Having innovative technologies and a standardized common framework at the point of care for nurses and allied health clinicians to deliver their professional services is critical to practice interoperability and improvement measurements. There are more than 125 acute-care settings that have nurses and interdisciplinary teams using IDA today who use the CPM Framework. Outcome measurements include: reduced patient falls, reduced pressure ulcers, exceeding core measure national and regional benchmarks by 85-95%, increased nursing satisfaction and more. CPM Consortium sites have been national exemplars for the TIGER Initiative, Sigma Theta Tau International and ANCC Magnet Designated Hospitals.
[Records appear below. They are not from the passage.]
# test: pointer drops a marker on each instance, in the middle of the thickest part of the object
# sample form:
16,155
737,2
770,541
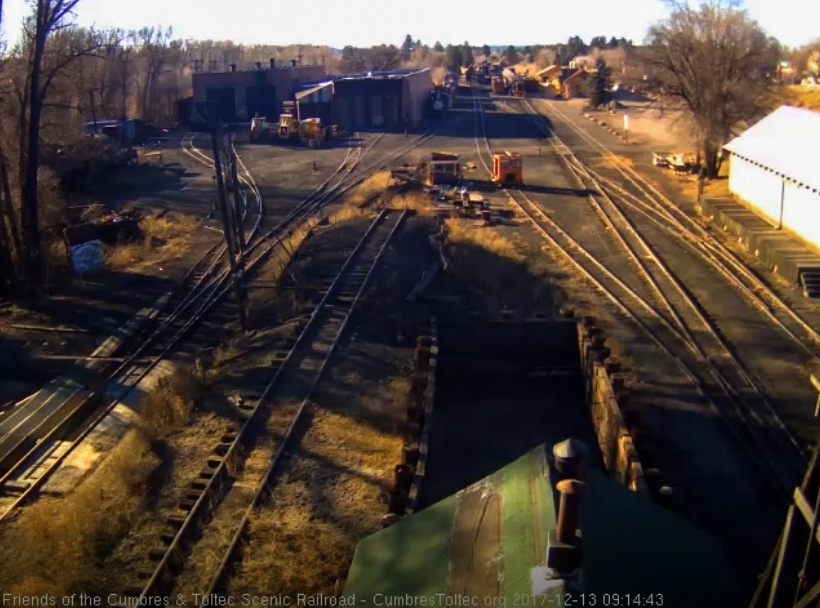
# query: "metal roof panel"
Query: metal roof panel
784,141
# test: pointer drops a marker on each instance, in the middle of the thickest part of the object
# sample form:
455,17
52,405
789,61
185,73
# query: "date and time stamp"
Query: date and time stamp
379,600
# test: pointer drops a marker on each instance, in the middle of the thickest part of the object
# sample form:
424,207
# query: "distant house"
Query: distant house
576,84
547,75
555,76
582,61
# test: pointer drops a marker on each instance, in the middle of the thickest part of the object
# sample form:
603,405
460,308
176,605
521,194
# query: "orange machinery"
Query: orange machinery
508,169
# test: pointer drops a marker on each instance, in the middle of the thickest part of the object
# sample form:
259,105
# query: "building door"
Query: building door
377,111
359,114
223,103
343,117
391,111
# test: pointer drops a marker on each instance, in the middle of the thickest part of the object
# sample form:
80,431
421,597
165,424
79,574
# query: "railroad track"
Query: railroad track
206,283
202,285
661,211
674,321
275,416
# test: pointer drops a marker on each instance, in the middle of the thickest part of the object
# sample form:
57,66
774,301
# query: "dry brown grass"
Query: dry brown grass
368,189
798,96
486,258
65,540
417,201
165,238
304,550
170,403
304,543
56,260
463,232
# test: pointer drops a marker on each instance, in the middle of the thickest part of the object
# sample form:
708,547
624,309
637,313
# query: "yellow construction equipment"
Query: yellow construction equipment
507,169
261,129
288,127
313,133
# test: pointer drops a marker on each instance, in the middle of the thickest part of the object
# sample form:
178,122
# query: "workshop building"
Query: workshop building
381,100
237,95
773,169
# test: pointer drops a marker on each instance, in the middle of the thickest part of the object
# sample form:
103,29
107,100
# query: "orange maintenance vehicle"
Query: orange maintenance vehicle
507,169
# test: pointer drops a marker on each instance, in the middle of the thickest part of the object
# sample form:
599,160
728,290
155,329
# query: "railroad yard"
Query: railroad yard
201,456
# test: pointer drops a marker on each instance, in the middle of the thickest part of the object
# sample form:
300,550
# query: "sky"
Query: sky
336,23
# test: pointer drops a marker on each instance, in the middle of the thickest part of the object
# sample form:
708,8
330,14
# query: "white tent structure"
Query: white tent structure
775,168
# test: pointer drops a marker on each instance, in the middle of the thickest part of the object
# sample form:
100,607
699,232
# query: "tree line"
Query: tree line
713,59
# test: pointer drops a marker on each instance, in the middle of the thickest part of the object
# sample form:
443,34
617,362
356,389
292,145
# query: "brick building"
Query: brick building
239,94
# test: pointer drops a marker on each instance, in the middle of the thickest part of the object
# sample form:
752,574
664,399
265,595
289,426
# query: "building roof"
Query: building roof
433,551
630,544
392,74
783,142
305,92
577,73
548,70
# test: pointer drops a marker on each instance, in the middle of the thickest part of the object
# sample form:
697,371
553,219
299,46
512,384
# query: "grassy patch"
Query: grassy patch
417,201
484,239
165,237
798,96
368,189
66,540
171,402
330,499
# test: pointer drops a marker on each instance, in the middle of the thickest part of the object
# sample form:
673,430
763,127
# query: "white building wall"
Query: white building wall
801,212
760,188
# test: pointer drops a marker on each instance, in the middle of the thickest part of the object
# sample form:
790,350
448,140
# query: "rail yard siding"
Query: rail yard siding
614,440
779,249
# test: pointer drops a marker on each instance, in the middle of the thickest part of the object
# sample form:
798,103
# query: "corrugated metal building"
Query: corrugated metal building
316,102
381,100
773,168
238,95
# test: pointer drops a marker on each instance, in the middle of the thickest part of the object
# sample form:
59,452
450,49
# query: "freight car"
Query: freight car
514,82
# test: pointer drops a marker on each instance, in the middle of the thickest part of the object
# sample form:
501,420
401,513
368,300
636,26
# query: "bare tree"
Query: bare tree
152,46
713,59
50,17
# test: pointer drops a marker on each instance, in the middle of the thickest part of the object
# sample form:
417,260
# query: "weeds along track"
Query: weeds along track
247,460
662,308
44,438
648,201
721,351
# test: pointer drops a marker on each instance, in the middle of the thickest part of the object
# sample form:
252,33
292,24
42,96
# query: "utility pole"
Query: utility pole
229,241
237,198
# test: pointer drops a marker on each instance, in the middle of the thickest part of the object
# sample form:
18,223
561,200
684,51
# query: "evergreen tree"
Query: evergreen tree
453,57
511,54
407,47
467,55
599,84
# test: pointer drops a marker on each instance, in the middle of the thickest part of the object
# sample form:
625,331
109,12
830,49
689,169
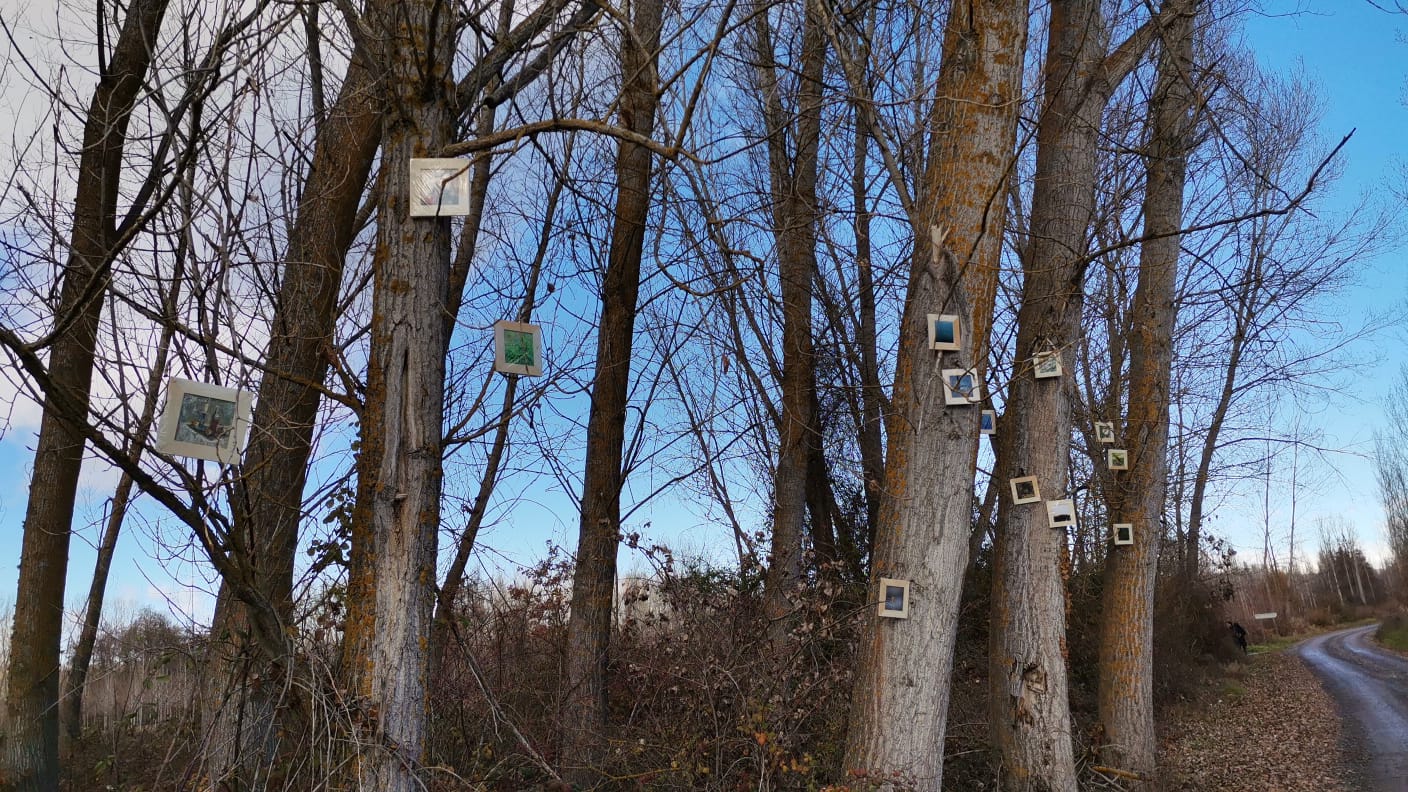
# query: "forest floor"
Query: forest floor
1267,725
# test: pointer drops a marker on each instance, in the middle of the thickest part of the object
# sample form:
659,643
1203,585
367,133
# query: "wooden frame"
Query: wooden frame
894,599
518,348
204,422
945,331
1046,365
438,188
962,386
1025,489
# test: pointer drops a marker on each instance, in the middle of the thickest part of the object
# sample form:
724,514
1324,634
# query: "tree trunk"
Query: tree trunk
793,179
1027,665
593,581
1127,625
901,695
30,751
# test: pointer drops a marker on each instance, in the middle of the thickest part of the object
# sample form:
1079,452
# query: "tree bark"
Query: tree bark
1027,665
1127,626
901,695
593,581
30,751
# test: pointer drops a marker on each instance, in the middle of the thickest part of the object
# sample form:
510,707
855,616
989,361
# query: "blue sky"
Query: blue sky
1353,51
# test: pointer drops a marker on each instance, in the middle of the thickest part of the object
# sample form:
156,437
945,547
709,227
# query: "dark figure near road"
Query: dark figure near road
1238,634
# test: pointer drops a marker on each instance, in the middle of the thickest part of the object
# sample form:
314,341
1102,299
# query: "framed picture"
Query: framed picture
1025,491
1060,513
894,598
1046,365
1104,431
962,386
1122,533
204,422
440,188
518,348
945,331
Barriers to the adoption and use of innovative technology, however, remain. These barriers center on a lack of understanding of the need to do the fundamental work of embedding a professional practice framework inside technology and how to unitize an implementation science for effective and sustainable adoption.
Thus I proposed that, in the spirit of the IOM report “Knowing What Works in Healthcare: A Roadmap for the Nation (IOM -2008),” we focus on “what works” and stop recreating the wheel – looking to better understand and utilize the best practices and technologies at hand. This includes the CPM Framework™, which is grounded in complexity science and chaos theory and has been proven in many, many acute-care to work and be replicated.
Having innovative technologies and a standardized common framework at the point of care to deliver professional services is critical to practice interoperability and improvement measurements. They also are an integral part of the solution – not only to our current healthcare crisis but also the meaningful use of healthcare tools and funds going forward and sustainability.